А преступные импровизаторы, посмевшие поминать всуе священные тексты инструкций? А так называемые поэты, осмелившиеся досочинять и переделывать мантры? Незаконные приватизаторы священной собственности богов, разве они не казались выродками, мутантами испорченного социокода? Они и были таковыми, и для воспроизводства некоторых символических форм эта первая мутация сыграла роковую роль, оказавшись летальной. Подобно динозаврам вымерли логоневрозы, служившие хорошим эмпирическим доказательством непорочного зачатия[101]. Исчезли знаменитые стигматы, вплетенные в религиозные переживания Средневековья, вымерли фигуры мгновенной действенности символического вроде проклятий, срабатывавших прямо в момент произнесения[102].

В процессе формирования роскоши человеческого общения (развернутой вербальной коммуникации) прямая сверка с эталоном уступила место искусу искусства и новым критериям, прежде всего – критерию вкуса. Именно после разрушения Вавилонской башни, то есть первой, архаической диктатуры символа, стало ясно, что самое интересное в человеческой жизни есть то, что можно сказать словами – обговорить. Прежняя установка предполагала, что болезнь можно заговорить, – и демонстрировала, как это сделать, – озвучивая в форме буквальной рецитации вещую формулу, устраняющую порчу. Следующая установка (похоже, что для нас уже предыдущая) сводилась к тому, что боль и болезнь можно обговорить, благодаря чему, возможно, и будет устранена ее причина. А даже если и не будет, то внакладе вы не останетесь.
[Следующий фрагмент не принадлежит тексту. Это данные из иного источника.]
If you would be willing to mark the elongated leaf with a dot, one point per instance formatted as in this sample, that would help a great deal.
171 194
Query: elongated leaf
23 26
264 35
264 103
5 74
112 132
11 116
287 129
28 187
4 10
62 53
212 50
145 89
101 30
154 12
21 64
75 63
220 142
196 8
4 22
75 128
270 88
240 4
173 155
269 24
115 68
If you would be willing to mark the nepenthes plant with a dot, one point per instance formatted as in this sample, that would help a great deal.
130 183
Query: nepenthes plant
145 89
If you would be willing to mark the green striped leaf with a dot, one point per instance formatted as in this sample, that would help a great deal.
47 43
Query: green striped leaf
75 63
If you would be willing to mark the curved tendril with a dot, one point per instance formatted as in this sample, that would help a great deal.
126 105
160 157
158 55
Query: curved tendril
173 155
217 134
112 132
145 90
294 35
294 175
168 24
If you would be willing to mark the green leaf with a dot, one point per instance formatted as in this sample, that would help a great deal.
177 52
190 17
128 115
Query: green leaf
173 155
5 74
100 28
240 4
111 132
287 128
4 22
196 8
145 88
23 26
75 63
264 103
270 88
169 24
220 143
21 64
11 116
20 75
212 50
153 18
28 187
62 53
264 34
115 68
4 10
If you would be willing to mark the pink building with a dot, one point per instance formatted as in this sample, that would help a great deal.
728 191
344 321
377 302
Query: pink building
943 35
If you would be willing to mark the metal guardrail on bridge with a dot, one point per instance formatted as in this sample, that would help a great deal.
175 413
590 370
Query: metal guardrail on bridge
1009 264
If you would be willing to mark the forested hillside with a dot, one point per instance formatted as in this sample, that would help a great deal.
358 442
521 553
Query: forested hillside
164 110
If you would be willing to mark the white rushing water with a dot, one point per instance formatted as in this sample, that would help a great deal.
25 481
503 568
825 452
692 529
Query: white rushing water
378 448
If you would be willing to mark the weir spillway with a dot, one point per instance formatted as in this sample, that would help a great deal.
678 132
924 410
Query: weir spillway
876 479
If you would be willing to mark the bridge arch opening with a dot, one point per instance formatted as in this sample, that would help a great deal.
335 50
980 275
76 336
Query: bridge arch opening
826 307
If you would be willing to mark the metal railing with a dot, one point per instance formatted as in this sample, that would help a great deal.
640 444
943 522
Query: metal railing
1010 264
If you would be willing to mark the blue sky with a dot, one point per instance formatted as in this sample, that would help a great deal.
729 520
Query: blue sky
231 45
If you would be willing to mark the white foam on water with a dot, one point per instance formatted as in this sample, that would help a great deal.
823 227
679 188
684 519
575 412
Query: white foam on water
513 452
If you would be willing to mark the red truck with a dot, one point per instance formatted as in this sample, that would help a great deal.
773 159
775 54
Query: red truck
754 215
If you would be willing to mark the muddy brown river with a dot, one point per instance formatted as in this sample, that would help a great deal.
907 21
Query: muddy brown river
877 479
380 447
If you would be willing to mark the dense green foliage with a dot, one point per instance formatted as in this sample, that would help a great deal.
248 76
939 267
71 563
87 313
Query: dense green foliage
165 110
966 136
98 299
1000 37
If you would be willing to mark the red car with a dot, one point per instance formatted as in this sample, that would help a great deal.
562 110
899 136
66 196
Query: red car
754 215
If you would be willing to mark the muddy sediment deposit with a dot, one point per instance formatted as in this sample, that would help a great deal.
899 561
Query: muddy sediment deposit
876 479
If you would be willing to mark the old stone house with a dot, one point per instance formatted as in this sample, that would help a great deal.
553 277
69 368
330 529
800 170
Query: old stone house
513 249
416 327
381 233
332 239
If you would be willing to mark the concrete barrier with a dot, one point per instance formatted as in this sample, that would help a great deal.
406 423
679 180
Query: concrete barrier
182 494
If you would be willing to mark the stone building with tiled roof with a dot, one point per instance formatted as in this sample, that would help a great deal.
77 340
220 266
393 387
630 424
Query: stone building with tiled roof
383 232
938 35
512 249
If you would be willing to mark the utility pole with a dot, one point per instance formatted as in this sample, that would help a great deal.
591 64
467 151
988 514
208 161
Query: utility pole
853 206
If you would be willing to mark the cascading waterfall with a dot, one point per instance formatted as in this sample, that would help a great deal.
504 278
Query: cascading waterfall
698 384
Как бы мы ни относились к претензиям психоаналитической техники на исцеление (прямое исцеление в духе талифа куми, знаменитых слов Иисуса, разумеется, в поствавилонской ситуации уже невозможно), всегда оставалось более важное, хотя и «не объявленное» Фрейдом предназначение. В формулировке Н. Савченковой оно звучит так: «Психоанализ – это шанс самого интересного разговора в вашей жизни».

И вот этот-то шанс, наряду с некоторыми другими, как раз и перечеркивается в результате мутации, в ходе катастрофического падения значимости вербальных обменов вообще. Вторжение фрагментов видеоряда в скоростные участки коммуникации более не означает совместно взятой паузы, беглые картинки микромониторов прекрасно вписываются в скоростной вираж. Как правило, картинки, становившиеся предметом коммуникации, создавали двойное замедление: помимо всматривания предполагалось словесное удвоение – обсуждение. Это удвоение указывало на наличие привилегированной, универсальной валюты символического – слова, валюты, в которую могло и должно быть конвертировано «остальное символическое». Теперь удвоение перестает носить характер обязательности, общение считается состоявшимся и при его отсутствии, причем нисколько не страдает субъективное ощущение содержательности.

С точки зрения необратимости мутации важен распад некоторых стандартных модусов общения, равно как и возникновение новых за счет изъятия эталонов высокого символического в сферу сорной вариабельности (или, если угодно, профанной деконструкции). Так, революция, ознаменовавшая начало эпохи поствавилонских наречий, как раз и сопровождалась изъятием из неприкосновенного запаса культуры ритуальных проклятий, заговоров-наговоров и их переводом в стандартный режим общения. Вполне допустимо предположение, что именно с этого момента становится возможным использование всуе нецензурной брани. Интересно, что в местах, где законы структурной антропологии сохраняют свое действие или реставрируются, например в местах лишения свободы, вновь приходится «фильтровать базар», и брань перестает быть безнаказанной. То есть лишение свободы, возвращающее субъекта к некоторому первоначальному или по крайней мере предшествующему статусу, позволяет увидеть, какие именно свободы были обретены и, главное, чем оплачены. Лишенный свободы лишается права «выражаться» – и это, скажем так, наносит ущерб экспрессивности языка, ставя жесткие преграды спонтанным потокам речи. Если вдуматься, то свобода слова, понимаемая как одно из фундаментальных прав человека, производна от общей ситуации поствавилонских наречий, то есть от универсальной стихии нефильтрованного базара. Ведь свободу ответственного слова никто никогда не отнимал, да и отнять не может, если слово твое не рассчитано на то, чтобы быть всего лишь кимвалом бряцающим, если к нему прилагается некое «золотое содержание» дела, готовности к риску, к боли и претерпеванию для подкрепления номинала, – тогда перед нами слово как изначальное проявление человеческого в человеке.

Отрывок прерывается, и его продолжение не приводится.